Pierce County now has had back-to-back debacles over who writes the “against” statement that appears in the voters pamphlet.
Both involve a notorious local felon and publicity hound, Robert “The Traveler” Hill, and they reflect obvious flaws in how statement writers are selected.
In the first case, Hill applied to write the statement opposing last fall’s Pierce Transit tax measure. Only one other person applied, and he said he wouldn’t participate if he had to collaborate on the statement with Hill – a jail inmate who’s had widely publicized, bizarre run-ins with the law. The Pierce Transit board’s lawyer reportedly said that no candidate could be rejected unless there were at least four applicants.
When Hill’s selection was announced, it looked for all the world like the transit board had deliberately stacked the deck in its favor by picking the least credible person to write the opposing statement. Fortunately, several new candidates stepped forward, giving the board better options.
More recently, the Tacoma School Board was in a similar situation with its Feb. 12 bond measure. It identified people to write the statement in support of the measure, but says no one stepped forward to write for the opposition. So Pierce County Auditor Julie Anderson was forced to take applications on a “first come, first served” basis.

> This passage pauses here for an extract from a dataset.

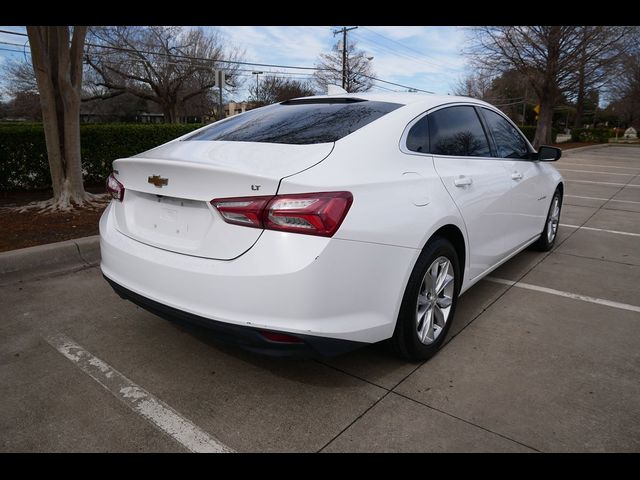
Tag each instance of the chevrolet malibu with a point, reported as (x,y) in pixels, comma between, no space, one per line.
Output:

Hill again applied to write the “against” statement, as did Ken Miller, a News Tribune reader columnist. But the two were unable to agree on what to write, and Miller dropped out (he also cited logistical difficulties in coordinating with someone in jail). Then Hill missed the deadline for submitting his statement. (Read the statements by Hill and Miller here.)
So Tacoma residents will read only one argument in their voter pamphlet regarding a $500 million ballot measure – the argument the school district wants them to read.
That’s unfortunate for undecided voters who want both sides of the issue. But it’s a function of how statement writers are selected in Pierce County: The governing body seeking passage of a ballot measure names the committee members who write both the supporting and opposing arguments.
The Tacoma School Board and the Pierce Transit board had to have been aware of many people who could have written an “against” statement. All the members had to do was look at who signed in to speak at board meetings or who had submitted written comments.
But it’s in boards’ own self-interest not to actively seek out those people. If no one steps forward, then the ballot measure will be unopposed in the voters pamphlet. If a fringie like Hill steps forward, it helps discredit the “against” argument.
The auditor shouldn’t have to hastily come up with candidates to write “against” statements; the auditor is supposed to be neutral, not working to identify and choose statement writers.
If governing boards are to continue naming the statement writers, they should be required to do more to solicit applications. Whatever they’re doing now obviously isn’t enough to serve the public’s interest.
As for Hill, it’s within the Pierce County Council’s purview to restrict who can belong to a committee writing for the county’s voters pamphlet, according to Katie Blinn, co-director of elections with the secretary of state’s office. Auditor Anderson disputes that, saying the council can only make rules for countywide ballot measures, not ones proposed by other taxing districts.
There has to be a way to restrict people who are incarcerated from writing voters pamphlet statements. Otherwise, it’s very likely to be an ongoing problem in Pierce County.